A causa della natura dell'Unione Doganale Europea, della quale l'Italia continuerà a far parte, nessun Paese membro può negoziare accordi commerciali indipendenti con nazioni non-membri. Dunque, il Regno Unito e l'Italia non potranno gestire la propria relazione commerciale autonomamente, ma dovranno sottostare agli accordi approvati tra UK e UE, e ancor prima alle regole WTO.

A livello finanziario, la Borsa italiana è posseduta dalla London Stock Exchange, che potrebbe esser a sua volta ceduta ad una società cinese. Che cosa potrebbe comportare?

Credo che l'offerta della borsa di Hong Kong per l'acquisizione della London Stock Exchange sia ormai stata rifiutata.
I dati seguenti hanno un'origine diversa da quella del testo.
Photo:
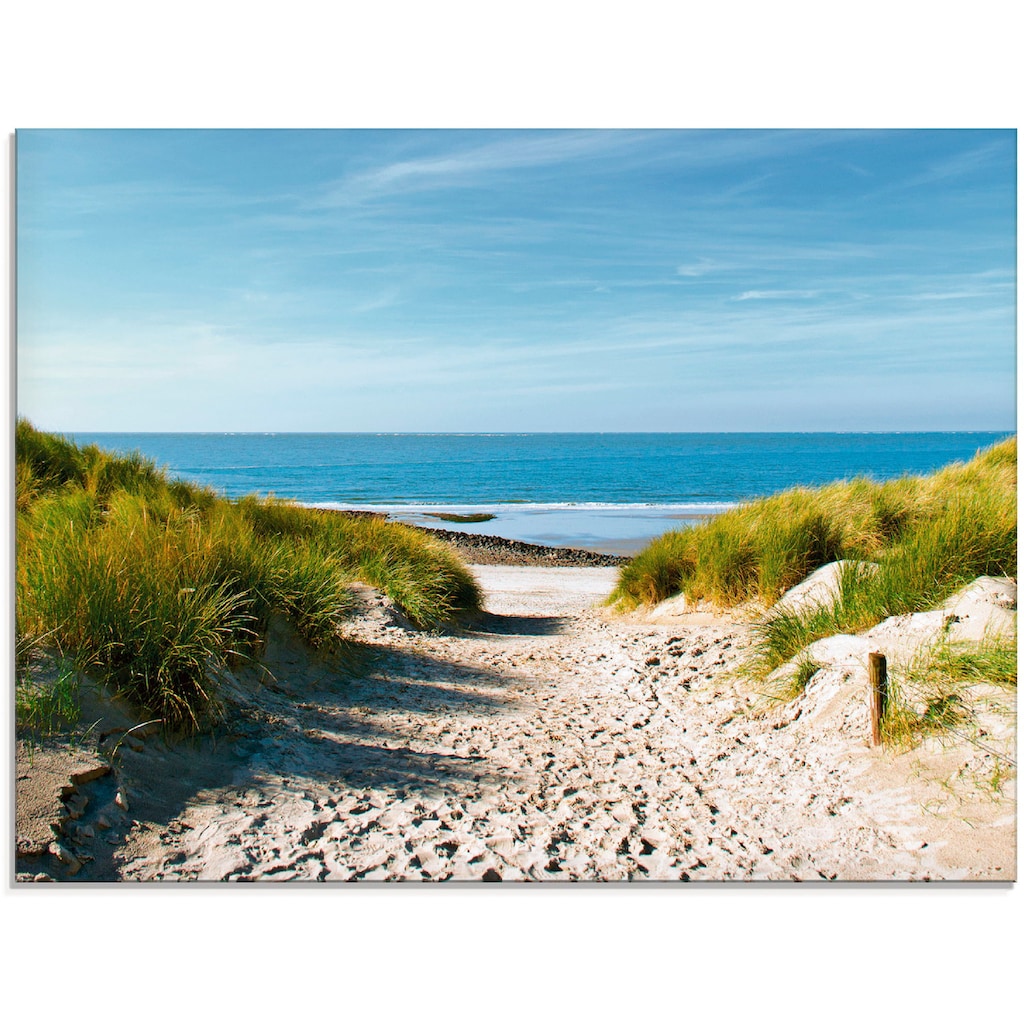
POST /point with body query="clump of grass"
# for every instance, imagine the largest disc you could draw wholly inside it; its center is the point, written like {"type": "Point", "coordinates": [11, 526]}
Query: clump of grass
{"type": "Point", "coordinates": [151, 584]}
{"type": "Point", "coordinates": [47, 706]}
{"type": "Point", "coordinates": [934, 694]}
{"type": "Point", "coordinates": [928, 535]}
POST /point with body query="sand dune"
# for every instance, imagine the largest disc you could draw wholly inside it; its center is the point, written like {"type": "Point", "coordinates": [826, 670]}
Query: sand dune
{"type": "Point", "coordinates": [547, 741]}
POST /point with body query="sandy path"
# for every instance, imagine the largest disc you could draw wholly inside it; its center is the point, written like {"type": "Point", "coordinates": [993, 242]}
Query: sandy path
{"type": "Point", "coordinates": [547, 743]}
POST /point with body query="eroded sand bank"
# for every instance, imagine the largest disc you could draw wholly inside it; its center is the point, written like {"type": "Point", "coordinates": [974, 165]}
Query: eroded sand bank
{"type": "Point", "coordinates": [548, 741]}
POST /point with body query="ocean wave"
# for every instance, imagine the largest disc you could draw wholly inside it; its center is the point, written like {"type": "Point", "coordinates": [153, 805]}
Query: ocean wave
{"type": "Point", "coordinates": [497, 508]}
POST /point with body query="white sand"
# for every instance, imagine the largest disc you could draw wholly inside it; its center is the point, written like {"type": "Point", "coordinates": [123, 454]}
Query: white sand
{"type": "Point", "coordinates": [551, 742]}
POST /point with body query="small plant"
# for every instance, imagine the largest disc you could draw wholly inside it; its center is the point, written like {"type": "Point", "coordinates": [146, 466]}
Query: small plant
{"type": "Point", "coordinates": [45, 708]}
{"type": "Point", "coordinates": [792, 684]}
{"type": "Point", "coordinates": [936, 694]}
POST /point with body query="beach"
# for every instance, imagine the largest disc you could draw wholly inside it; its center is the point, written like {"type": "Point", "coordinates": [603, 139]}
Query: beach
{"type": "Point", "coordinates": [547, 740]}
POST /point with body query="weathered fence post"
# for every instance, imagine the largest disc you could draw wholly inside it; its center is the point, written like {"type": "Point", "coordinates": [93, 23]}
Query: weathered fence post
{"type": "Point", "coordinates": [878, 692]}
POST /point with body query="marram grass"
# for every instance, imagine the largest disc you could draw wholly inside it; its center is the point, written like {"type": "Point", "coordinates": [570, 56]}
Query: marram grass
{"type": "Point", "coordinates": [151, 583]}
{"type": "Point", "coordinates": [929, 536]}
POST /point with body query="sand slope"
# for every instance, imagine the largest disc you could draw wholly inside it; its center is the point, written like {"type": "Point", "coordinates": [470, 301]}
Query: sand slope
{"type": "Point", "coordinates": [550, 742]}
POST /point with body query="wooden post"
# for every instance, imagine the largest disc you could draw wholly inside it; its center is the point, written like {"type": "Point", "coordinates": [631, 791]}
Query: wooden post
{"type": "Point", "coordinates": [878, 691]}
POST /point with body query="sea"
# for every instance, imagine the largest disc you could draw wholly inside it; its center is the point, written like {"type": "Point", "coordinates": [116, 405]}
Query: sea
{"type": "Point", "coordinates": [604, 492]}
Detto ciò, alcuni mesi fa, la Commissione Nazionale per le Società e la Borsa (CONSOB) ha pubblicato un'analisi nella quale si dichiarava che la London Stock Exchange avrebbe continuato a rispettare i requisiti di legge per possedere la Borsa Italiana, e che quindi la Brexit non porterebbe necessariamente ad un cambiamento nella holding della LSE.
Chiaramente, se ci sarà un'acquisizione della London Stock Exchange allora l'acquirente dovrà dimostrare di poter soddisfare i requisiti necessari per possedere anche la Borsa Italiana.